When a golfer stands on the first tee, with the city of St. Andrews standing in the background and the sea filling the opposite horizon, he or she must realize it’s a matter of sharing an experience with thousands of players who drove that first ball of a round throughout the centuries. Golf is the only sport on Earth offering an experience like that at a destination like Royal St. Andrews.
Known as the home of golf, the Royal and Ancient Golf Club of St Andrews was established in 1754, and The Old Course at St. Andrews is recognized around the world as the official birthplace of the game — tracking its history back to the 15th century. The Old Course regularly hosts tournaments, including multiple Open Championships.
All totaled, Royal St. Andrews offers seven courses, all open to the public. The lineup includes:
- The Old Course
- The Castle Course
- The New Course
- The Jubilee Course
- The Eden Course
- The Strathtyrum Course
- The Balgove Course
For this writer’s Royal St. Andrews experience, I would take on The Castle Course – the newest of the venue’s challenges and one of the most beautiful.
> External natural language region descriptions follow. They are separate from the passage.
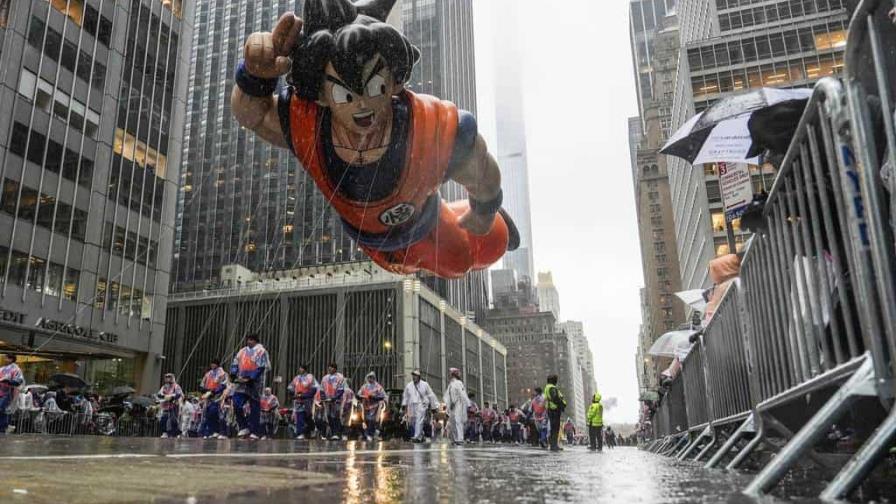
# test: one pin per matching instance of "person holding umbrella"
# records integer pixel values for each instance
(303, 387)
(169, 396)
(457, 402)
(11, 379)
(332, 387)
(372, 395)
(213, 384)
(249, 366)
(417, 399)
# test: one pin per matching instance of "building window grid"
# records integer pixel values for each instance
(81, 65)
(154, 21)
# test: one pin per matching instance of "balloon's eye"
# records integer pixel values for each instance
(376, 86)
(341, 95)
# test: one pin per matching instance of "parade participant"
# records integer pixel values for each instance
(515, 417)
(303, 389)
(539, 410)
(416, 401)
(319, 414)
(595, 420)
(570, 430)
(372, 396)
(213, 384)
(472, 429)
(11, 379)
(377, 151)
(169, 397)
(556, 405)
(457, 403)
(332, 387)
(489, 416)
(269, 405)
(249, 366)
(186, 414)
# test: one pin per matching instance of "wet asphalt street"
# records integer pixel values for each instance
(107, 470)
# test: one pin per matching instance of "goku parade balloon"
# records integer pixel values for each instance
(377, 151)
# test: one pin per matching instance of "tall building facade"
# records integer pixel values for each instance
(729, 46)
(362, 318)
(535, 350)
(443, 31)
(242, 201)
(511, 132)
(584, 357)
(548, 296)
(93, 99)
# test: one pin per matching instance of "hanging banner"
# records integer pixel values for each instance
(736, 186)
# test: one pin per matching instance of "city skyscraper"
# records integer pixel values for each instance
(729, 46)
(241, 200)
(443, 31)
(653, 29)
(93, 94)
(511, 132)
(548, 296)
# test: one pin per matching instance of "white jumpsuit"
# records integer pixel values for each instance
(457, 403)
(418, 398)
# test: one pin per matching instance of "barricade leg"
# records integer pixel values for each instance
(861, 383)
(746, 427)
(709, 445)
(691, 447)
(863, 462)
(742, 455)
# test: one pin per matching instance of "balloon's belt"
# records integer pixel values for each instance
(403, 236)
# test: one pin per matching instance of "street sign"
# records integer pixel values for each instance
(736, 186)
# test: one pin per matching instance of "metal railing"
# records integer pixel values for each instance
(63, 423)
(815, 305)
(694, 378)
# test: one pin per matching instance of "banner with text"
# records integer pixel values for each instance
(736, 185)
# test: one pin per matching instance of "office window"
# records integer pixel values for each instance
(72, 166)
(38, 208)
(39, 275)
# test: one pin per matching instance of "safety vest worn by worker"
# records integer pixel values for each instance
(539, 407)
(547, 396)
(302, 384)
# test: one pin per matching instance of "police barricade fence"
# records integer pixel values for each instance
(66, 423)
(816, 297)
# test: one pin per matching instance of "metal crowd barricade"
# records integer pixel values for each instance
(694, 377)
(815, 307)
(727, 384)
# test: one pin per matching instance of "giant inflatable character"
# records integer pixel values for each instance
(377, 151)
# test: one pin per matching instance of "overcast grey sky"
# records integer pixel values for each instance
(578, 93)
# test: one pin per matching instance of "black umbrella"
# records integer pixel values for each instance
(142, 401)
(123, 390)
(740, 127)
(69, 380)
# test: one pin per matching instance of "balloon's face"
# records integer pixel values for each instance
(365, 112)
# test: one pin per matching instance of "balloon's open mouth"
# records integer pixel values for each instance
(364, 119)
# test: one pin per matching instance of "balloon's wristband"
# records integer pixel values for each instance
(252, 85)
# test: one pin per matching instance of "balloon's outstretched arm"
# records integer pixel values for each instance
(266, 56)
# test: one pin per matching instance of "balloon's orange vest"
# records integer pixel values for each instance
(431, 132)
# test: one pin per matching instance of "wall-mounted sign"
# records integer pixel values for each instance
(12, 317)
(76, 331)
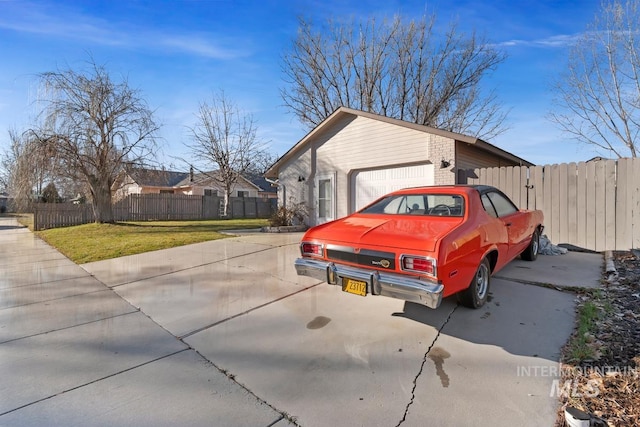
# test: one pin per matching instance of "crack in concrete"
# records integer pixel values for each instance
(424, 362)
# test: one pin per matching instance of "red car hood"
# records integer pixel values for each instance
(400, 232)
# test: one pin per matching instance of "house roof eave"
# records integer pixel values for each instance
(273, 171)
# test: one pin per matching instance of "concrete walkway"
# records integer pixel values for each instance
(225, 333)
(73, 352)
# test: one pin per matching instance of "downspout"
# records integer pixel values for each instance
(279, 185)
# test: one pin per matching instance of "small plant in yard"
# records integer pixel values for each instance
(293, 214)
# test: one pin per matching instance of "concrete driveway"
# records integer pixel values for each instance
(225, 333)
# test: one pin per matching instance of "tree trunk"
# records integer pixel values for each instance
(227, 197)
(102, 209)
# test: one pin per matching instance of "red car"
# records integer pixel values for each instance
(422, 244)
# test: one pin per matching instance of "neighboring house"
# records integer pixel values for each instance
(151, 181)
(354, 157)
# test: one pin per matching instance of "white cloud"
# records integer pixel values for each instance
(68, 24)
(557, 41)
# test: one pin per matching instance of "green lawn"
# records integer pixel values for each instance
(96, 242)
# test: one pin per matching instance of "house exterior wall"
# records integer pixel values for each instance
(353, 144)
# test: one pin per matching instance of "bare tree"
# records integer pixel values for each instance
(225, 138)
(93, 126)
(27, 165)
(598, 97)
(397, 69)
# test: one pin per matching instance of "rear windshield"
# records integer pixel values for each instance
(418, 204)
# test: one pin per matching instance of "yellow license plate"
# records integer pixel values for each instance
(356, 287)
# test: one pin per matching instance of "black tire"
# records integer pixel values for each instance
(531, 253)
(478, 291)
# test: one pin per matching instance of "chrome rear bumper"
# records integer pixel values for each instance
(392, 285)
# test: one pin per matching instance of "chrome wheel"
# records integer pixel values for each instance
(482, 281)
(478, 291)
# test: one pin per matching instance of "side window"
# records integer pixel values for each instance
(486, 203)
(503, 205)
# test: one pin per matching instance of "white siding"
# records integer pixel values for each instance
(367, 186)
(362, 143)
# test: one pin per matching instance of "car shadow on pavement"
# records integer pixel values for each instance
(522, 319)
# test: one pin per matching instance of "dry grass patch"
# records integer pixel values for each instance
(96, 242)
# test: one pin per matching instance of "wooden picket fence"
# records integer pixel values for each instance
(593, 205)
(153, 207)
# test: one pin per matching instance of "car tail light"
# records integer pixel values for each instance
(312, 249)
(418, 264)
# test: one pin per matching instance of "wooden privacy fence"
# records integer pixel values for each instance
(154, 207)
(51, 215)
(594, 205)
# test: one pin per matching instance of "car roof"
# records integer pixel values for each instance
(443, 189)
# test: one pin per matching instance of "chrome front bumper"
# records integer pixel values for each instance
(392, 285)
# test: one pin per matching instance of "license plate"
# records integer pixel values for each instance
(356, 287)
However, before heading for my tee time, I honored the tradition of visiting the graves of father and son Old Tom and young Tommy Morris.
The father was a former greenskeeper of The Old Course and a multi-time winner of the Open Championship. Son Tommy won four consecutive Open Championships (an unequaled achievement) before the age of 21 and died tragically young at 24. Golfers trek to the burial grounds amongst the ancient ruins of St. Andrews Cathedral to pay their respects and ask for a little luck out on the links.
And links golf is the order of the day across Royal St. Andrews, including The Castle Course. The links style course grows from the natural terrain of seaside Scotland. Rolling hillocks and frequent bunkers run along distant beaches. While trees are few and far between, players have to contend with frequent bunkers and thick rough that can consume a golf ball.
The Castle Course was built by David McLay Kidd and designed by Mick McShane. It offers a uniquely peaceful golf experience amongst Royal St. Andrews’ courses. Set a few minutes’ drive from The Old Course and the headquarters of The R&A, the track rises above the town of St. Andrews, offering occasional views of the city and its castle ruins.
Locals call a links course “an unmade bed,” and even lies are few and far between. This player struggled through the first three holes, posting double bogies on each. But, I settled down with three pars and three bogies over the final six to score a respectable front nine. On the back, I settled into a peaceful hike with my clubs across my back. I stopped worrying about scoring and focused on the experience of playing in this magical space.
I was struck by the memory of learning the game from my late father. I can remember our first round together at a small, par three municipal golf course in the Midwest. On that day many years ago, neither of us could’ve imagined I would one day play Royal St. Andrews. I found myself wishing more than ever that he was still with me, seeing this with his own eyes.
Those thoughts stayed with me until the 18th tee — when a bright rainbow spread across the North Atlantic sky. Perhaps it was a silly, romantic notion, but I felt as though it was sign — my old teacher looking down on me and letting me know he was indeed sharing this special round of golf with his son.
As I walked off the 18th green (carding a par on that final hole to highlight my day’s play), the rainbow faded from the sky, its job done. It served its purpose just as Royal St. Andrews did — providing this player with the round of his life.